Although we developed a KLF_score to serve as a reliable predictor of pancreatic cancer prognosis and demonstrated the contribution of KLF6 to the development of the disease, our study has some limitations. First, the dataset employment had a small sample size. In some cases, the clinical characteristics of those patients were incomplete. Future validation using larger datasets from multiple sites is needed. Second, the mechanisms underlying the impact of KLF6 on pancreatic cancer progression are still unknown. Moreover, single-cell sequencing data revealed that KLF6 was strongly expressed in tumor immune cells, such as macrophages, indicating that KLF6 may participate in remodeling TIME, enhancing the progression of pancreatic cancer.
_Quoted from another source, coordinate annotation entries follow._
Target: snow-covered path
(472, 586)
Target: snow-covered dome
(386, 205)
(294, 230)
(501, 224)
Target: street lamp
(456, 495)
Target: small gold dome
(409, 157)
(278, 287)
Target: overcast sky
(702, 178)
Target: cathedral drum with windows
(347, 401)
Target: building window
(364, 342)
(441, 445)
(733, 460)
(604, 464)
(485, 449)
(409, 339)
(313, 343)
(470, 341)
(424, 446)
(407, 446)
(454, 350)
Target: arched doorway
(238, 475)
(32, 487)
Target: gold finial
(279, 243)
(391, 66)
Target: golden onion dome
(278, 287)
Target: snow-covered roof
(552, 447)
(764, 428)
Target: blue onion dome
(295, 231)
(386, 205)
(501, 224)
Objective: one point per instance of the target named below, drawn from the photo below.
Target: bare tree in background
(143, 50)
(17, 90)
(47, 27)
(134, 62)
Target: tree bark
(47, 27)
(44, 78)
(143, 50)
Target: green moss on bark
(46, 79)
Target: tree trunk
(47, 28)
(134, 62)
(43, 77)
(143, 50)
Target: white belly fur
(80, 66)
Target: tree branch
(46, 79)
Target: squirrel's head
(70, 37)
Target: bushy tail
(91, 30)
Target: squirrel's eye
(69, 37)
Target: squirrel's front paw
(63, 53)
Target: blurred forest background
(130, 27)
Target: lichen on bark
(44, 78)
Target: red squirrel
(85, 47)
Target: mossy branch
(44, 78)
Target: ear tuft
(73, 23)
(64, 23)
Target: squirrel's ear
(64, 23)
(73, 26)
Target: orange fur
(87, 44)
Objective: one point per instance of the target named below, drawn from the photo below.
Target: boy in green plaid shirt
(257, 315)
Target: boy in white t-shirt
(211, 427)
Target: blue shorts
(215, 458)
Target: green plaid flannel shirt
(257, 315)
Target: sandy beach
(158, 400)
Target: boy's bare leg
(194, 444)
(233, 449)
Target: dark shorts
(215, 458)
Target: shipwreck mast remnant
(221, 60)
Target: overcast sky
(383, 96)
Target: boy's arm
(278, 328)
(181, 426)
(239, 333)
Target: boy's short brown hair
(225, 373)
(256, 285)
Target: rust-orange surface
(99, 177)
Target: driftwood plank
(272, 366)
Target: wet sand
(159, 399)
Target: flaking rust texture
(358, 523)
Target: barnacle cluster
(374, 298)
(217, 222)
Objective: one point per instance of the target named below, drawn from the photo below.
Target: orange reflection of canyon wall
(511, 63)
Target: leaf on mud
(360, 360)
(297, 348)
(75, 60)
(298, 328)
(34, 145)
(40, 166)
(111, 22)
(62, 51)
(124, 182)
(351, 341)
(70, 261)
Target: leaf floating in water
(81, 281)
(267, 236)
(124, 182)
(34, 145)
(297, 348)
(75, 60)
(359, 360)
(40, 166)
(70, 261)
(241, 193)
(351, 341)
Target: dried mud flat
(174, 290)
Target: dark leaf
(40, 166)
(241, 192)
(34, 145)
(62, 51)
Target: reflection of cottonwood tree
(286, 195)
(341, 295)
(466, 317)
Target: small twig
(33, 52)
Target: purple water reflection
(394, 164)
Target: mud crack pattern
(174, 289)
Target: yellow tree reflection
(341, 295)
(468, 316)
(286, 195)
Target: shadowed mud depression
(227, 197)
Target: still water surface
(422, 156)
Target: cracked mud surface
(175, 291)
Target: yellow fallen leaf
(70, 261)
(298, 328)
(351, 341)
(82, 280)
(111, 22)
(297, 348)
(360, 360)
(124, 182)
These challenges warrant future exploration.

Conclusion

In general, our study illustrated the clinical relevance and significance, tumor microenvironment characteristics, and immune infiltration features of the KLF family in pancreatic cancer. In addition, a reliable and accurate KLF gene-based prognostic model was presented. Further cellular analysis on KLF6 confirmed the role it plays in the malignancy of pancreatic cancer. These findings might be useful for early diagnosis and targeted treatment on pancreatic cancer.